The majority of the moths which live and breed on the Commons are purely nocturnal, and are therefore rarely or never seen by the general public. However, the use of a light trap at a number of locations, mainly on Tunbridge Wells Common, on several nights through 1992 produced a list of over one hundred and fifty species. It is certain that further and more regular trapping would increase the list considerably, and it is likely that most of the six hundred or so moth species recorded from Tunbridge Wells in modern times could be found on the Commons. Although moths have a reputation for being drab and nondescript insects, they are actually extremely diverse in colour and pattern, and a number of those recorded from the Commons are visually impressive creatures. Among the largest are the hawk moths, including the delicately patterned green Lime Hawk, the Poplar Hawk, and the brilliantly coloured pink and green Elephant Hawk. The latter takes its name from the resemblance of its caterpillar, found on willowherb, to an elephant’s trunk. As its name suggests, the White Ermine is pure white with scattered black spots, while its relative, the Buff Ermine, has a similar pattern but different ground colour. The Buff-tip has a remarkable resemblance to a broken silver birch twig when its wings are folded, while the relateallow Prominent and Lesser Swallow Prominent have streamlined wings with an elegant white and brown pattern. The Brimstone moth, with bright yellow wings, shares its name with a butterfly, as does the Swallow-tailed, a large broad-winged insect of a delicate yellowish shade. Other strikingly coloured species include the Peach Blossom, the Light Emerald, and the bright metallic Burnished Brass.
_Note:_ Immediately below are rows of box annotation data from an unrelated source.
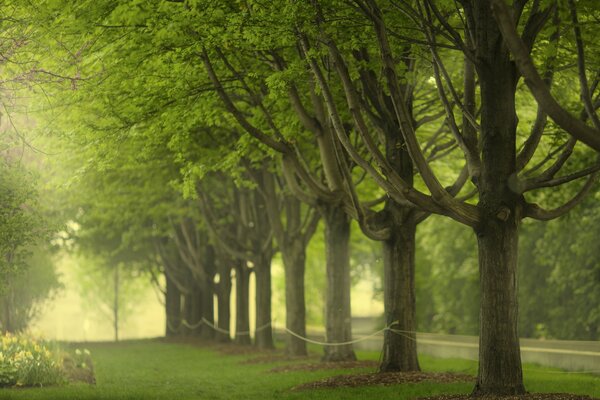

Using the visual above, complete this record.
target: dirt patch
[415,393,600,400]
[271,361,379,376]
[62,354,96,385]
[292,372,475,390]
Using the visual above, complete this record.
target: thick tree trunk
[216,270,231,343]
[473,0,525,395]
[165,274,181,337]
[254,255,275,349]
[235,261,250,345]
[282,241,308,356]
[474,212,525,395]
[320,206,356,361]
[379,211,420,372]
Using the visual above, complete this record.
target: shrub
[0,333,64,387]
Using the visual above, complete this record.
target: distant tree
[0,247,62,332]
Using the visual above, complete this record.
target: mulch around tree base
[270,361,379,372]
[292,372,475,390]
[415,393,600,400]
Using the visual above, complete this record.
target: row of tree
[1,0,600,394]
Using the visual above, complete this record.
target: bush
[0,333,64,387]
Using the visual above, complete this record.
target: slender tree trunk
[473,0,525,395]
[254,255,275,349]
[235,260,250,345]
[165,274,181,337]
[216,269,231,343]
[321,206,356,361]
[181,293,193,336]
[187,283,204,336]
[200,282,215,340]
[282,241,308,356]
[113,264,119,342]
[379,211,420,372]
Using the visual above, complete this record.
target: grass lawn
[0,340,600,400]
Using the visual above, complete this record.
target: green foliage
[0,333,64,387]
[0,156,43,290]
[416,216,479,335]
[0,247,62,332]
[76,257,149,336]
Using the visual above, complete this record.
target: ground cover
[0,340,600,400]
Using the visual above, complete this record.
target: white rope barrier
[202,318,271,335]
[283,321,417,346]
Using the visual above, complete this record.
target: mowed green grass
[0,340,600,400]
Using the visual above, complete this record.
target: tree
[316,0,596,394]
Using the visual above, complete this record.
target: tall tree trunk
[187,283,204,336]
[254,254,275,349]
[379,211,420,372]
[165,274,181,337]
[200,282,215,340]
[235,260,250,345]
[474,0,525,395]
[216,269,231,343]
[282,241,308,356]
[181,290,193,336]
[320,205,356,361]
[113,264,120,342]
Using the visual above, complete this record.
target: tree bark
[216,268,231,343]
[113,264,120,342]
[200,282,215,340]
[473,0,525,395]
[254,254,275,349]
[379,209,420,372]
[320,205,356,361]
[235,260,250,345]
[282,241,308,356]
[187,284,204,336]
[165,274,181,337]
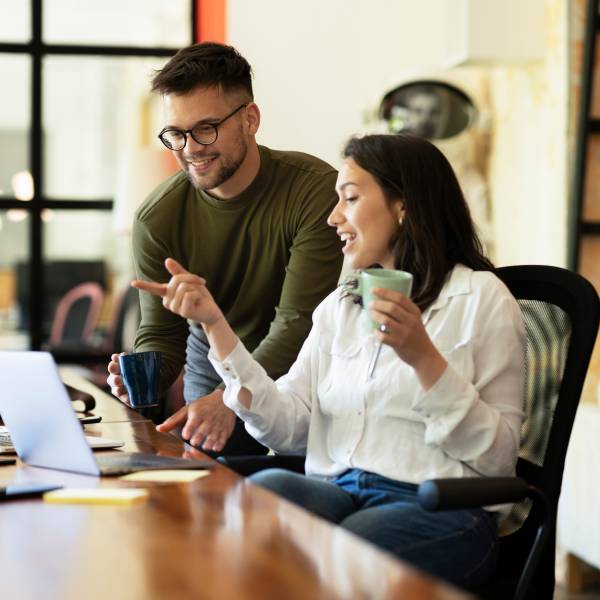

Brighton Lake, Fir Tree Pond and Bracken Cottage Pond (on Tunbridge Wells Common) and the Marl Pits (on Rusthall Common) all support breeding colonies of dragonflies, although the larger spring-fed Brighton Lake is the most productive. The early stages or nymphs of these insects live as predators underwater, and adult females can often be seen laying their eggs by dipping the tip of their abdomen into the water. Regular breeding species include a number of damselflies, the smaller members of the dragonfly order, of which the most numerous are the distinctive Large Red, first to appear in spring, the Blue-tailed, and the Common Blue and Azure, which resemble each other very closely. The scarce White-legged Damselfly, creamy white in colour, is less often seen. Damselflies fly together, often in large numbers, as does the medium-sized.